Cruzo Princesa. La dirección es irrelevante. Intento que lo sea para no otorgarle sentido al paseo y que de esa forma me narcotice. La calle huele a verano primerizo donde nadie en realidad, parece que tenga la culpa de nada.
Cuento mis pasos. Uno, dos..trece..ventiseis. Como cuando de pequeño, en aquellos viajes del ansiado veraneo, enumeraba los anuncios que flanqueaban la carretera. O las señales de prohibido. O los coches que adelantaban al nuestro mientras mi padre fruncía el ceño y memorizaba en silencio la matrícula rival de aquellos ”impíos” de coches alemanes.
Nos levantaban temprano aunque, en realidad, llevara despierto casi toda la noche. Los ojos proyectados sobre el techo. La emoción pulsante en el estómago. Mis valiosas posesiones en un macuto camino de Punta Velilla.
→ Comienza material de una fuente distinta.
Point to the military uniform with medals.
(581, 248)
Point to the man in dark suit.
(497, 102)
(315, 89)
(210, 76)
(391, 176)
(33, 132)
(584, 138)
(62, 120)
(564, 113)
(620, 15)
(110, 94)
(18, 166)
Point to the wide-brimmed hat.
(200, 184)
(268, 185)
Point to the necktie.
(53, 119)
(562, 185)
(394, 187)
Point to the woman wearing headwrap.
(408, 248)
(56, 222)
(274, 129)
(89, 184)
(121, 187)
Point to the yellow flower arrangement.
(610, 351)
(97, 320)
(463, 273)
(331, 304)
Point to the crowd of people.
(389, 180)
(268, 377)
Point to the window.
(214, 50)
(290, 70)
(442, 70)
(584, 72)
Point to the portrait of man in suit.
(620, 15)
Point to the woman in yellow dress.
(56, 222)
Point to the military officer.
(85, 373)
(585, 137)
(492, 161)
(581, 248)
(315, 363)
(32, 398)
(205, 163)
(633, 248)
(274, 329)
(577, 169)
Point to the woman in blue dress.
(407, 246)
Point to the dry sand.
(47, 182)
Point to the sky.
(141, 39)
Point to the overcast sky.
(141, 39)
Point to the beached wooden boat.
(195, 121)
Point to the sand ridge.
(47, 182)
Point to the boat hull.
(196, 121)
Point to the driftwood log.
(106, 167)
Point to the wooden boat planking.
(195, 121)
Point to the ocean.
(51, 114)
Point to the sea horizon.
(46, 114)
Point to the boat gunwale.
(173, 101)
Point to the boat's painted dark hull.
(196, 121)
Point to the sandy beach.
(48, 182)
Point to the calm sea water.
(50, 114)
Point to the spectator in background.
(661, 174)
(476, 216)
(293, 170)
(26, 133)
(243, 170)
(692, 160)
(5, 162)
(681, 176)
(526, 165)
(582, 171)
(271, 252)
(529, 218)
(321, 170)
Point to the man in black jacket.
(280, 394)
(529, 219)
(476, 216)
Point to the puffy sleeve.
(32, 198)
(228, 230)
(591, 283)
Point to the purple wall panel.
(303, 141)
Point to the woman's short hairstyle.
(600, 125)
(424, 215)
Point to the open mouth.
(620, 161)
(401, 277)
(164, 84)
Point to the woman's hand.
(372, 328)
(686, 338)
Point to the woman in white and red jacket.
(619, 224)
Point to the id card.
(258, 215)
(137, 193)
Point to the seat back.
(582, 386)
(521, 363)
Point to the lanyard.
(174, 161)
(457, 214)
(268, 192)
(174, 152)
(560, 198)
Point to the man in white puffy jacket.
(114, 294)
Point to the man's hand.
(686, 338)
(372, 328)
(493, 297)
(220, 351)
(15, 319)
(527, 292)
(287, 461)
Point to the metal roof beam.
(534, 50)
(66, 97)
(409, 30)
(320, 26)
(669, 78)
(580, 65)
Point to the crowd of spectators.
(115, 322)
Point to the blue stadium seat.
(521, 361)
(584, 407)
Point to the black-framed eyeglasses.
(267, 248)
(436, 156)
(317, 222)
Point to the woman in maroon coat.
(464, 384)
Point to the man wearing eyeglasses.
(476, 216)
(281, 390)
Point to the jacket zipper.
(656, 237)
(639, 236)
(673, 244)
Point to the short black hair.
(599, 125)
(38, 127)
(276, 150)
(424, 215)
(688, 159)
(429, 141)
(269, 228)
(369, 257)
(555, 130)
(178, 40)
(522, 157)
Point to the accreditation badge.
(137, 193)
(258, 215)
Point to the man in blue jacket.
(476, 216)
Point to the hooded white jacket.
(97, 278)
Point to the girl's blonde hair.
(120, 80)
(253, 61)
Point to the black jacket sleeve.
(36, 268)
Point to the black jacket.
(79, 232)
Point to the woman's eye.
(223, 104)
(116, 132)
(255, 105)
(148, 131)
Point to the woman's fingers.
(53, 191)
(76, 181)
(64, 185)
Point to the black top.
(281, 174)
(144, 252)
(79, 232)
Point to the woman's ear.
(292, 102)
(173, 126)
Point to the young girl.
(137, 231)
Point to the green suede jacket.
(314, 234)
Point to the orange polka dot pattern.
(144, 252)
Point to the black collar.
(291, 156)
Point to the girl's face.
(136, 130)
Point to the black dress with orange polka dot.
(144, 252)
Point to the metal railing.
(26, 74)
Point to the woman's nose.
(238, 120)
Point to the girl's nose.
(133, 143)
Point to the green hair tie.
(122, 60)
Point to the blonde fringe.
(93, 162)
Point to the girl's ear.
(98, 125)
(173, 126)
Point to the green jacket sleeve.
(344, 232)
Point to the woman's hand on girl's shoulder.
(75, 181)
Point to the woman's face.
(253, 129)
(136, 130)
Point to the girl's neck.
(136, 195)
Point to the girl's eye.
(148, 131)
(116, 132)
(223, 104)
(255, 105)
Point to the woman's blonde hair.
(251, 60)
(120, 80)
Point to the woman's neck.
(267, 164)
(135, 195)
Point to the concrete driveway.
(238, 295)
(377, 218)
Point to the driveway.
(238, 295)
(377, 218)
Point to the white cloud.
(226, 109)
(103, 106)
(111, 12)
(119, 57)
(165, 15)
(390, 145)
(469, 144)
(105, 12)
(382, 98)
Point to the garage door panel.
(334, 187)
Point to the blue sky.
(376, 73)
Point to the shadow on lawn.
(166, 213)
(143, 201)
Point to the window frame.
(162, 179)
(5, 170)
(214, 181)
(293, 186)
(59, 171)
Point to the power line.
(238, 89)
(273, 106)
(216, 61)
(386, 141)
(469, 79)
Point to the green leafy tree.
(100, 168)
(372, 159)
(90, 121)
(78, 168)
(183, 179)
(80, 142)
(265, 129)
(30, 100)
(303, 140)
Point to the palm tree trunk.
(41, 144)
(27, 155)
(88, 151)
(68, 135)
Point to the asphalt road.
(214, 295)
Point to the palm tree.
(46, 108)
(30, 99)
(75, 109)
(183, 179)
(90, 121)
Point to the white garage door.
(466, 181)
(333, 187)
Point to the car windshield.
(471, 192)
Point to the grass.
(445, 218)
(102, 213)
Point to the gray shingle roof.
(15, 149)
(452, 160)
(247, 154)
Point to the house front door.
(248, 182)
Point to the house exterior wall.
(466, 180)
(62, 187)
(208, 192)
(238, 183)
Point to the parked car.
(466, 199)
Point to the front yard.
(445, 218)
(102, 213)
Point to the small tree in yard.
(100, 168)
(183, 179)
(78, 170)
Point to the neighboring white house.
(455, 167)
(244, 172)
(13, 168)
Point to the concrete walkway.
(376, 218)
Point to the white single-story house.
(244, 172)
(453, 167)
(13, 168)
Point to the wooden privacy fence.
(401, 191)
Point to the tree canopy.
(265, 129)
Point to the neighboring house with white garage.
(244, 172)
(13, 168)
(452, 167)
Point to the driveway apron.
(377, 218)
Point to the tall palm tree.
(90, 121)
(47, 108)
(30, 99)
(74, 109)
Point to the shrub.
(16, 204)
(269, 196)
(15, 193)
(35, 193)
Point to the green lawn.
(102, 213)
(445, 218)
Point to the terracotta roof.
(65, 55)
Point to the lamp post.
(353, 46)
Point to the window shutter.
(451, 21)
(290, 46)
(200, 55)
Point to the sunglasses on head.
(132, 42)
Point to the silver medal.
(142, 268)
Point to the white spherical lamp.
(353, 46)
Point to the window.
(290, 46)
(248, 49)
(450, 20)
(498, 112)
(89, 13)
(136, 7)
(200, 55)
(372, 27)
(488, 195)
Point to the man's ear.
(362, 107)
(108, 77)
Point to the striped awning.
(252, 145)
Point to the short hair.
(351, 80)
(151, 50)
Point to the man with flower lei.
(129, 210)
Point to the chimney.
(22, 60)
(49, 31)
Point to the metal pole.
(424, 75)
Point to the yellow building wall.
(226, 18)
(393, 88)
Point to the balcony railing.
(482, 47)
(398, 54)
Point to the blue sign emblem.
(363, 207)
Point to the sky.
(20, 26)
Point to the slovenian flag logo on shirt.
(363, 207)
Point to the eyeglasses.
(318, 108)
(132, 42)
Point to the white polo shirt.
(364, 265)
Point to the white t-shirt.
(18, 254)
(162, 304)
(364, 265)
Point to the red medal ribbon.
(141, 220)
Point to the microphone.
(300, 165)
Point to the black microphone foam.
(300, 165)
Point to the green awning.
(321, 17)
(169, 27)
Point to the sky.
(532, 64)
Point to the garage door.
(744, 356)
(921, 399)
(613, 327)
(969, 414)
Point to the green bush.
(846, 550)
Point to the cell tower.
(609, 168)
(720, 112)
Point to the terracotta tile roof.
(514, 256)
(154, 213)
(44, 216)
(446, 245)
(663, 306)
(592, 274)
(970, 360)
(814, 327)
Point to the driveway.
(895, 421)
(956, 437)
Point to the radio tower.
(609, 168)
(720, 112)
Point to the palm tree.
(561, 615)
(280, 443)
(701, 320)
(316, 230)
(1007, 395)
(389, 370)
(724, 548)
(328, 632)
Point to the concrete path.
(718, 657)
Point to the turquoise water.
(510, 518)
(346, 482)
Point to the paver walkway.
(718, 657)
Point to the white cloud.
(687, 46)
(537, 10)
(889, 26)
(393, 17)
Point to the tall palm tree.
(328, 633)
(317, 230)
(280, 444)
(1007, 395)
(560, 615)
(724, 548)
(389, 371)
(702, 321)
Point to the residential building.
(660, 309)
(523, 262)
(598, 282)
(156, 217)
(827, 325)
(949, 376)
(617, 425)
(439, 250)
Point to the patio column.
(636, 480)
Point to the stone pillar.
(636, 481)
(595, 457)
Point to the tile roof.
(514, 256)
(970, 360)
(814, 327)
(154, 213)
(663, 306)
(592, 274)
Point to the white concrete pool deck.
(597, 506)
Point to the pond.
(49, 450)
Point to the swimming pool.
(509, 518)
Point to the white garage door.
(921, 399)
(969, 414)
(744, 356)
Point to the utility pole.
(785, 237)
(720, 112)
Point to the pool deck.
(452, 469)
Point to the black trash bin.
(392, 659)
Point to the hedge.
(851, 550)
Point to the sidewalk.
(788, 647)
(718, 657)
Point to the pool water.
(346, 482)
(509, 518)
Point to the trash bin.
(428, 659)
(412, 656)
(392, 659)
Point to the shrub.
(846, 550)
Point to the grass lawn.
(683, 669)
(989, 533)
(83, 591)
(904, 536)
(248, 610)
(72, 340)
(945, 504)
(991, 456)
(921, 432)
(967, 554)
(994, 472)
Mis padres se afanaban en una coreografía caótica milagrosamente engrasada que abarcaba toda la casa. Las maletas. La sombrilla. El nivel de aceite. La guía Firestone. Desde mi tazón de desayuno contemplaba aquello como un fenómeno natural de dimensiones apocalípticas y vibrantes.
Para mi madre el viaje era inviable sin algo que no acababa de encontrar al fondo de su neceser mientras mi padre jugaba al primer Tetris de la historia con el maletero del aquel ogruno 127.
Nada estaba bien pero todo era perfecto. Perfecto como nunca.
Al final de los compases de aquella odisea preparatoria surgía mi madre. Vaso en mano derecha. Biodramina en la contraria.
Siempre disfrutaba en secreto de aquella necesaria toma. Los mayores empleaban mil cosas que les hacía exteriormente más resolutos y accesibles, y yo, en aquella pequeña pastilla naranja, sentía una suerte de adultez narcótica que habría sido del todo prohibida bajo cualquier otra circunstancia que no fuera aquel viaje.
Esa adultez. La que no jodía. La que soñábamos que iba a ser y basculaba en la simpleza de tener bigote y conducir el coche que hoy nos llevaba.
Podría decir que todo parecía gigantesco desde aquella ventanilla trasera. Pero verbalizaría incorrectamente. Todo era gigantesco. Gigantesco y hermoso. Las cosas entraban en vena, brillantes, infinitas de significación por la ignorancia de su utilidad.
De su inútil Utilidad.
Las utilidades son las fronteras de lo realmente ilimitado de todo.
No sabías del porqué de casi nada de lo que surgía ante tus pupilas pero tenías en tí mismo su verdadera identidad. Y la tenías porque todo, simplemente, era y estaba.
Paso cerca de una agencia de viajes enfilando Plaza de España. Planificar el veraneo. Ya tengo en casa la guía Michelín firmada por Ferrán Adriá en una edición plagada de gadgets.
Pero, ¿cómo colocar tanta estupidez en el maletero?
Papá era el mejor haciendo equipajes. Definitivamente no heredé ni su pericia ni su brillo.